But for me, this was the paragraph that really jumped out:
The stories that Invisible Children create in their media put children at the front and center of them. And, indeed, as Neta Kliger-Vilenchik and Henry Jenkins explain, youth are drawn to this type of storytelling. Watch Kony 2012 from the perspective of a teenager or college student. Here is a father explaining to a small child what’s happening in Africa. If you’re a teen, you see this and realize that you too can explain to others what’s going on. The film is powerful, but it also models how to spread information. The most important thing that the audience gets from the film is that they are encouraged to spread the gospel. And then they are given tools for doing that. Invisible Children makes it very easy to share their videos, republish their messages on Facebook/Twitter/Tumblr, and “like” them everywhere. But they go beyond that; they also provide infrastructure to increase others’ attention. [Emphasis mine.]
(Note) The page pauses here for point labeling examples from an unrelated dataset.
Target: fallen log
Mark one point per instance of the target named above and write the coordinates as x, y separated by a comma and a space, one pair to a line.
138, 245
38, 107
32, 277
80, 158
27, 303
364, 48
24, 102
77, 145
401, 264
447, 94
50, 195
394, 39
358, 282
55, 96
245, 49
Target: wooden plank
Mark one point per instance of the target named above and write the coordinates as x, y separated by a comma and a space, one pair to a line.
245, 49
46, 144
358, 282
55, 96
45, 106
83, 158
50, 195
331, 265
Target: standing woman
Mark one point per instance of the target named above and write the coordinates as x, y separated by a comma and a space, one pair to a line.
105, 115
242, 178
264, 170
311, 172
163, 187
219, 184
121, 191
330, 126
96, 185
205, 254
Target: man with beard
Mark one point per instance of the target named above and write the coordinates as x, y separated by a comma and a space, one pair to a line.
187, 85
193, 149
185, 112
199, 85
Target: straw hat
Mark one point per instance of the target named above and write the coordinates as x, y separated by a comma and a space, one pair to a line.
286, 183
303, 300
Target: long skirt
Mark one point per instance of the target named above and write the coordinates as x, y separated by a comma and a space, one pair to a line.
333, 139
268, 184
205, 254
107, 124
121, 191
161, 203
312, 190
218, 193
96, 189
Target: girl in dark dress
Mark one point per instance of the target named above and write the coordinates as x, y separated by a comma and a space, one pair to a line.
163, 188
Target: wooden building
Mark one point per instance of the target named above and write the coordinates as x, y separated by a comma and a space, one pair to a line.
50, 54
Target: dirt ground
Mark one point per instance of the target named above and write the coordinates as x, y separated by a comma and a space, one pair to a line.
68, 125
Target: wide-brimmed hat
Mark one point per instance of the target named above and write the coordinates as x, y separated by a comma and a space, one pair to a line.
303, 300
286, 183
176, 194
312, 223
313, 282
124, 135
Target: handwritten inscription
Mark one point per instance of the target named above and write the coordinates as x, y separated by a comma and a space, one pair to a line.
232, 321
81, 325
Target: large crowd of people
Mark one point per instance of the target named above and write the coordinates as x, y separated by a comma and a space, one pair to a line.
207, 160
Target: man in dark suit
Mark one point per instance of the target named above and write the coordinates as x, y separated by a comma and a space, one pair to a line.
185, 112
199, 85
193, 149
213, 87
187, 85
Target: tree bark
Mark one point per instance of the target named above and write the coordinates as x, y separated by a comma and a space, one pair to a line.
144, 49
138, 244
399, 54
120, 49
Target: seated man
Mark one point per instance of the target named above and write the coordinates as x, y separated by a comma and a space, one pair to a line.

So, to my point. Not that the Kony issue isn’t important. And not that the audiences are the same. But I’m wondering if there isn’t an Education 2012 that’s itching to be made, one that puts children front and center, one that is powerful but also models how to spread the gospel. And I’m not talking about Waiting for Superman or Race to Nowhere, though at least the latter makes some inroads into the conversation. I’m talking about a movie that paints a compelling picture of what learning looks like in a networked world, how literacy changes, and how the value of school must change away from test prep to authentic, real world participation through inquiry and design. That nothing less is adequately preparing our kids for the realities around the bend.
You can’t look at the Kony video and not be amazed regardless of the problems with it. The compelling case is clear, and it’s an easier case to articulate than the one we’re trying to frame in our networks and communities. But it has to make you wonder…couldn’t we script and produce something like that?